O credor fiduciário, antes da consolidação da propriedade e da imissão na posse no imóvel objeto da alienação fiduciária, não pode ser considerado sujeito passivo do IPTU, uma vez que não se enquadra em nenhuma das hipóteses previstas no art. 34 do CTN. - Tema 1158 do STJ


O Superior Tribunal de Justiça (STJ) decidiu que, nos contratos de alienação fiduciária de imóvel em garantia, o devedor fiduciante é o responsável pelo pagamento do Imposto Predial e Territorial Urbano (IPTU). A decisão foi proferida pela Segunda Turma do tribunal ao julgar o Agravo Interno no Recurso Especial nº 1.815.940/SP, em sessão realizada no dia 30 de agosto de 2021.


A controvérsia discutida no processo girava em torno da possibilidade de o credor fiduciário, no caso o Banco Bradesco S/A, ser considerado legítimo para figurar no polo passivo de uma execução fiscal de IPTU. A decisão do colegiado afastou essa possibilidade, reconhecendo que a responsabilidade tributária cabe ao fiduciante, ou seja, àquele que mantém a posse direta e o uso econômico do imóvel, ainda que a propriedade formal esteja registrada em nome do credor fiduciário como garantia do financiamento.


Como funciona a alienação fiduciária


A alienação fiduciária em garantia, prevista na Lei nº 9.514/1997, é um contrato pelo qual o devedor transfere ao credor a propriedade resolúvel de um imóvel, mantendo para si a posse direta do bem. A finalidade do instrumento é assegurar o pagamento de uma dívida, com a extinção da propriedade do credor após a quitação.


Conforme destacado no julgamento, “o negócio fiduciário consubstancia, na sua essência, método de inovação jurídica, conferindo segurança e agilidade ao financiamento imobiliário, sem afastar a responsabilidade do fiduciante pela posse direta e pelo usufruto econômico do imóvel”​.


O STJ enfatizou que, embora a titularidade formal do imóvel seja atribuída ao credor fiduciário, “a sujeição passiva do IPTU incide sobre o possuidor com animus domini, isto é, aquele que exerce poderes típicos de dono, ainda que não seja o proprietário registral”​.


Fundamentação legal e jurisprudencial


O entendimento do STJ baseia-se no artigo 34 do Código Tributário Nacional (CTN), que prevê como contribuinte do IPTU o proprietário, o titular do domínio útil ou o possuidor do imóvel. No caso da alienação fiduciária, a Corte reconheceu que, apesar do registro formal em nome do credor, o fiduciante permanece com a posse direta e a relação econômica com o imóvel, enquadrando-se na condição de contribuinte do imposto​.

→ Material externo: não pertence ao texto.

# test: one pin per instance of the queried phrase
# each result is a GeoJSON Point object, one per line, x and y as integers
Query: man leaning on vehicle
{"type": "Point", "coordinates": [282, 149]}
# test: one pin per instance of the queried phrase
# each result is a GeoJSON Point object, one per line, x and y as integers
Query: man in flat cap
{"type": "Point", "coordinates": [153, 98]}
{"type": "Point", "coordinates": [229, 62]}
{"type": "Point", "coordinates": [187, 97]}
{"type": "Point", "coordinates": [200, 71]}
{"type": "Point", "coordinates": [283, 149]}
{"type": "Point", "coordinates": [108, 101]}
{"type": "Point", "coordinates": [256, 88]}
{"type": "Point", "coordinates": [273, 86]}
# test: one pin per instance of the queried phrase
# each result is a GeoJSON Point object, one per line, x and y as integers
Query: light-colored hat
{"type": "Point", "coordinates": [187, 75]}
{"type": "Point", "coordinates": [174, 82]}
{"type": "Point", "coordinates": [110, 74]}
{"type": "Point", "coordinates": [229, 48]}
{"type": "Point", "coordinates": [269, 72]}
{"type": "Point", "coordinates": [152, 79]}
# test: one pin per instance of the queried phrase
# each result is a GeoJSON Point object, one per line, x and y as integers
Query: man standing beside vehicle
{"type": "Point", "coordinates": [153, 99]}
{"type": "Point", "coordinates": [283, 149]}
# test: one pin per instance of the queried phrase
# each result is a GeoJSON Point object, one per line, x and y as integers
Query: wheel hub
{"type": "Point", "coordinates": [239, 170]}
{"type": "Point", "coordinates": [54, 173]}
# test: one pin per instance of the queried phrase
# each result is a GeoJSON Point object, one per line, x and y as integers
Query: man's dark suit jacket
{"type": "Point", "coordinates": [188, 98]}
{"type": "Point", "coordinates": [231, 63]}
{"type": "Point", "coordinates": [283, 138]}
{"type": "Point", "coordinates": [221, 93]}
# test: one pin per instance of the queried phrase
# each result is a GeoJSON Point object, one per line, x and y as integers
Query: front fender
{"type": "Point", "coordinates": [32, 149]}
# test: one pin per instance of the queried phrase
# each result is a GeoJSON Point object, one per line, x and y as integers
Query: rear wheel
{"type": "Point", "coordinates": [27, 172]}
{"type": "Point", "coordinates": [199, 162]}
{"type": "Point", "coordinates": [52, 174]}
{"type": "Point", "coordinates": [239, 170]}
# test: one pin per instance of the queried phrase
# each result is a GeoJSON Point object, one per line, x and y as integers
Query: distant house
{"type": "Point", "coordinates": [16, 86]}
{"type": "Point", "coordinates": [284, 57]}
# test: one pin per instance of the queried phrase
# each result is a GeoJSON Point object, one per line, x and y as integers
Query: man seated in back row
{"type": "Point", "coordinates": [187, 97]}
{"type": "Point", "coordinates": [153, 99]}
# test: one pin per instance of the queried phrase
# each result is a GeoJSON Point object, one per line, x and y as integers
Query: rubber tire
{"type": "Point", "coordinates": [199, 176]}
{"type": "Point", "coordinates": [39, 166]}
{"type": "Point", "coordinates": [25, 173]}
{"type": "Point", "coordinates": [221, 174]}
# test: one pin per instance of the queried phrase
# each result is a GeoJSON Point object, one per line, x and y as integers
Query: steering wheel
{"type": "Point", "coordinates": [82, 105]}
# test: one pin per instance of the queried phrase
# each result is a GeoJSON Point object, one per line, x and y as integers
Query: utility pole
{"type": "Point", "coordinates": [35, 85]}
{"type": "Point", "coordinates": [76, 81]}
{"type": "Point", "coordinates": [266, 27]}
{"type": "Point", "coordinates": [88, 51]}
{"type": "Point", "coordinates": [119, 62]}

A decisão ainda reafirmou que a discussão sobre eventual alteração da sujeição passiva do IPTU por lei ordinária é matéria de natureza constitucional, cuja análise escapa à competência do STJ e deve ser feita pelo Supremo Tribunal Federal (STF).


Impactos no setor imobiliário e nos contribuintes


A definição do STJ traz segurança jurídica ao setor imobiliário, especialmente para bancos e instituições financeiras que atuam como credores fiduciários. Com a exclusão de sua responsabilidade pelo IPTU, essas entidades evitam ser acionadas judicialmente por débitos fiscais relativos a imóveis garantidos por alienação fiduciária.

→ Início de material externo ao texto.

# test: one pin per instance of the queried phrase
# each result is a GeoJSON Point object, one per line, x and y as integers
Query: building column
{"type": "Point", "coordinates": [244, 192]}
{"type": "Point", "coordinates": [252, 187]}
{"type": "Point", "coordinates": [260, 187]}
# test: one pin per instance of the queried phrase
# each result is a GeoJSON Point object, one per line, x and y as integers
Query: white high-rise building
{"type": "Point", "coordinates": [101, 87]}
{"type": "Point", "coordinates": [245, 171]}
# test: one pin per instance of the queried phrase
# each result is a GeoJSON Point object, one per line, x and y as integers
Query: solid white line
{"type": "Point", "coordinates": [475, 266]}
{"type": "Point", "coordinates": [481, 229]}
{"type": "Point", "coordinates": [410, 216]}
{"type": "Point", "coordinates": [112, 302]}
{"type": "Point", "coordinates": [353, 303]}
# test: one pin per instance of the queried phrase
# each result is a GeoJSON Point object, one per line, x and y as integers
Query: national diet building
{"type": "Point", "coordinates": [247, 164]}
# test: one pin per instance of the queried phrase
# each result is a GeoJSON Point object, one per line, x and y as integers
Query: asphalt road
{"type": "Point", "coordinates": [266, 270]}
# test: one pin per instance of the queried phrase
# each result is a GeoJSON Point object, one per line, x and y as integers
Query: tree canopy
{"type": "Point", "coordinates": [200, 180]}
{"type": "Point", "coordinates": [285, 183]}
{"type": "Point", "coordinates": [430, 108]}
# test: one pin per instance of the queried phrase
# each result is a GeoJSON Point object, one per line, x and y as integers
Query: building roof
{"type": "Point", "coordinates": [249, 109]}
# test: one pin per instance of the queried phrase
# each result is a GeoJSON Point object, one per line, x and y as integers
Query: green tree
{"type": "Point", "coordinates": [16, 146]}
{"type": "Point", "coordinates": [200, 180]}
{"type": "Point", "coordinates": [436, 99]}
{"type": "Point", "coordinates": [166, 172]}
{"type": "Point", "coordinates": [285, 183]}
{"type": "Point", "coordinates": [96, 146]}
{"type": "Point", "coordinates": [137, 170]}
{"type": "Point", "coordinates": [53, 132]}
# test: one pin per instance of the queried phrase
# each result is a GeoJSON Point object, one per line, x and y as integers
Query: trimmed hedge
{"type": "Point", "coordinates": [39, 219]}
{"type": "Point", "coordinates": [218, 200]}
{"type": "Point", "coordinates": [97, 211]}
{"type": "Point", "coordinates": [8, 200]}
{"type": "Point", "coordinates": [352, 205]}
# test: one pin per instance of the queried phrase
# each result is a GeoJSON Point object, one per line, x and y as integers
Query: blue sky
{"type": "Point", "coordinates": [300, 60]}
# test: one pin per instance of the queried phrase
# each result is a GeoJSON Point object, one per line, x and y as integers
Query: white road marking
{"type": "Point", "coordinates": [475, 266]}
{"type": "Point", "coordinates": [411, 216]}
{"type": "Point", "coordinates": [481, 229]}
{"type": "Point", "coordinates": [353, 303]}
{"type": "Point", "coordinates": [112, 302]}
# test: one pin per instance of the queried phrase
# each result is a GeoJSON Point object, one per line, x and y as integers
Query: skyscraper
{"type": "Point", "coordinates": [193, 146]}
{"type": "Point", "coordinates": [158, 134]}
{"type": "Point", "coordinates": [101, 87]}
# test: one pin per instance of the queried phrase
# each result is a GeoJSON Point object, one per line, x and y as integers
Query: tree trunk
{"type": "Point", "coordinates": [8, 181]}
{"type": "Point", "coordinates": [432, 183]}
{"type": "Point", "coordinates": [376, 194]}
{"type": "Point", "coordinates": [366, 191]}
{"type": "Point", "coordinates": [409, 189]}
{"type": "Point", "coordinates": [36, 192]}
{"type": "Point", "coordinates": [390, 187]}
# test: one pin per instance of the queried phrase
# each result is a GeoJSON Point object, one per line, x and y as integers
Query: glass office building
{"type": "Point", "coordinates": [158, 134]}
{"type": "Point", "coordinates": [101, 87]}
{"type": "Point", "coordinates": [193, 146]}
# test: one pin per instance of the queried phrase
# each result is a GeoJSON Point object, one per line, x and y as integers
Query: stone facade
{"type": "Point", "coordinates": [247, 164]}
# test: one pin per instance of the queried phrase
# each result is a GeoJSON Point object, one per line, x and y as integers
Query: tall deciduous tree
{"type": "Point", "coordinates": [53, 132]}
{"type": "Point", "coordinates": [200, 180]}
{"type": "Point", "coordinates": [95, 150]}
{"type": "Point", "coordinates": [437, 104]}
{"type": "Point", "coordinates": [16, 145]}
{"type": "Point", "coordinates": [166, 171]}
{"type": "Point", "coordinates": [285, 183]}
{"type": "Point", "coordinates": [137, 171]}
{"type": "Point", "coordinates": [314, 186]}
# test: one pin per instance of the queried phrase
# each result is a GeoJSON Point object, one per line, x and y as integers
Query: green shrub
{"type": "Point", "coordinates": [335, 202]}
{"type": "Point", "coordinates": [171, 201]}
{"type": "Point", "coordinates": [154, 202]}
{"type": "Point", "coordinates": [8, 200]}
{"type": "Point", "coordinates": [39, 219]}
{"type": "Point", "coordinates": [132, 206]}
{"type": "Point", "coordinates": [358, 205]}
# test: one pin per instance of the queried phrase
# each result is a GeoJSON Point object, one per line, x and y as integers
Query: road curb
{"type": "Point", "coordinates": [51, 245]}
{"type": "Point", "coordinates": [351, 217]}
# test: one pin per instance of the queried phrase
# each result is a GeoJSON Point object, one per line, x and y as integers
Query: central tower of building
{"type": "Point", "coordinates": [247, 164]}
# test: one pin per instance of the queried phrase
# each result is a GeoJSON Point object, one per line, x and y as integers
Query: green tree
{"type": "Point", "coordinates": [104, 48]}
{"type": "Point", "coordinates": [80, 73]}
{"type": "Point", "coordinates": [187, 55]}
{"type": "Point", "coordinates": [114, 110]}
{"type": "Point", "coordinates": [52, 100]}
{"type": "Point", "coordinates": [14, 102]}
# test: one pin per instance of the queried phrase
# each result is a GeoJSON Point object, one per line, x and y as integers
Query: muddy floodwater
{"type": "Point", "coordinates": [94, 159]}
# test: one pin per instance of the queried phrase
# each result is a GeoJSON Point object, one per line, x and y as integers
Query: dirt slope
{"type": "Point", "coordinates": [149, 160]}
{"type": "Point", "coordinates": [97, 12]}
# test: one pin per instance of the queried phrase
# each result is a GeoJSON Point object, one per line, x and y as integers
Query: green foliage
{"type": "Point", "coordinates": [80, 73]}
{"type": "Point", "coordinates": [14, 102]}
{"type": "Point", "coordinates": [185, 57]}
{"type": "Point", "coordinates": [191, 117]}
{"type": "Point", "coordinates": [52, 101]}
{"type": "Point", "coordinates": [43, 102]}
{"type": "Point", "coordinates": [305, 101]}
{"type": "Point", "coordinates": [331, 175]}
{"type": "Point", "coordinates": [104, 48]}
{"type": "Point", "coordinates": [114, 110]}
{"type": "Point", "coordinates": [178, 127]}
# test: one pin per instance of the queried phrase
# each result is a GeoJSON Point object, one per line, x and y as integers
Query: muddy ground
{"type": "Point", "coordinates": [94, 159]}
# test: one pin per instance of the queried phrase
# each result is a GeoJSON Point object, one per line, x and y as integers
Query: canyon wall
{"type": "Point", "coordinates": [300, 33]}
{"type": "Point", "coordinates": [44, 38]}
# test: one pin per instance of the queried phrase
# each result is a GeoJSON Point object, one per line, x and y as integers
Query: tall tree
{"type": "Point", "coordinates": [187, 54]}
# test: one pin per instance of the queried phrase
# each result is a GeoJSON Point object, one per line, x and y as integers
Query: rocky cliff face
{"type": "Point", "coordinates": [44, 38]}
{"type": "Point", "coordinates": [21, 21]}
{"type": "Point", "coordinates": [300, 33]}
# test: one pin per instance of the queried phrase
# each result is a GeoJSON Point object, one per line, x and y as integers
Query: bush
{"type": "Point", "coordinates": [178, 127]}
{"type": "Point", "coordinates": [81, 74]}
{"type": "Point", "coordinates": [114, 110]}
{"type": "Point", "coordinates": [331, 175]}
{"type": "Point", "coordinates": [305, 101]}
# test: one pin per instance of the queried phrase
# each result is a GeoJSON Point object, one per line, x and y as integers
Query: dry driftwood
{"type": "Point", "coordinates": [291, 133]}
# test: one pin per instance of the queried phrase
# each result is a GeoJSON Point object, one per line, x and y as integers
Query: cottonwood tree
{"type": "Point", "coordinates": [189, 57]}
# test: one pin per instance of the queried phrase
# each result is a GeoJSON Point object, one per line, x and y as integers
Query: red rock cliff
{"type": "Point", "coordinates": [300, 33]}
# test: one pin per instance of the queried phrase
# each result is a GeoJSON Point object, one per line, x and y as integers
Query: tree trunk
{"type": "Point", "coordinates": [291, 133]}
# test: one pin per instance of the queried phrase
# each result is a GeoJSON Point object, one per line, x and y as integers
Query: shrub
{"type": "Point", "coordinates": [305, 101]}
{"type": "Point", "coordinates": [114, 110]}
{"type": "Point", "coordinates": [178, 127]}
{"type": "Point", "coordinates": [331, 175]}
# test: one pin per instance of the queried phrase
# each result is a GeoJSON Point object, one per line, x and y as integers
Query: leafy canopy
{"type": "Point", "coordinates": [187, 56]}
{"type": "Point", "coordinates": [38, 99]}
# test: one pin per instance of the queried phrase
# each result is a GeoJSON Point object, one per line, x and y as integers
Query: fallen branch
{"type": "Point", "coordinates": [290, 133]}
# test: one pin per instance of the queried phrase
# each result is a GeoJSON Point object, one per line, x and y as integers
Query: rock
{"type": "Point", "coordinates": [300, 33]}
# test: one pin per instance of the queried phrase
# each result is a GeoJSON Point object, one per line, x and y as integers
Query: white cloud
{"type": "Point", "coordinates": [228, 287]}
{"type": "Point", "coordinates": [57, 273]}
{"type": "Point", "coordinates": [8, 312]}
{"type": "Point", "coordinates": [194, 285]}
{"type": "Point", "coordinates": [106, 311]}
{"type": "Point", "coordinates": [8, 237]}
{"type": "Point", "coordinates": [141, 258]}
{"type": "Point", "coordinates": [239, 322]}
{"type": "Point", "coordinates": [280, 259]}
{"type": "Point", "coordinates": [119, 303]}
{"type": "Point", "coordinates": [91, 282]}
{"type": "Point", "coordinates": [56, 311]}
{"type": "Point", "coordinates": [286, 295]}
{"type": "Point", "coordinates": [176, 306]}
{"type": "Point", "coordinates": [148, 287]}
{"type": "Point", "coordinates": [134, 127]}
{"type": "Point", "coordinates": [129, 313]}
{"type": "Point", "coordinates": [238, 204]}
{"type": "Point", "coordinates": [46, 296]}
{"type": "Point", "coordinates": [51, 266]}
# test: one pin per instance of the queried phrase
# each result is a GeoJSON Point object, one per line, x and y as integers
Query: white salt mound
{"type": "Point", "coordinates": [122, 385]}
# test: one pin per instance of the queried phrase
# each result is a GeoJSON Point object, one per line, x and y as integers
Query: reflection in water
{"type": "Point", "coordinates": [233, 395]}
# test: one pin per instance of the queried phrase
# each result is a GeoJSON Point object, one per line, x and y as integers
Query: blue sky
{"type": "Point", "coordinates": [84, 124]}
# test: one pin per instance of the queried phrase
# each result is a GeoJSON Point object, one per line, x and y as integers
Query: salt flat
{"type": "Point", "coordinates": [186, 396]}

Por outro lado, a decisão reforça o dever dos mutuários e financiados de manterem em dia os tributos incidentes sobre o imóvel, mesmo durante a vigência do contrato de garantia.


Segundo especialistas, a medida também beneficia as prefeituras, ao consolidar um entendimento que direciona a cobrança do imposto àquele que efetivamente exerce os poderes econômicos sobre o imóvel, facilitando a arrecadação e reduzindo litígios judiciais.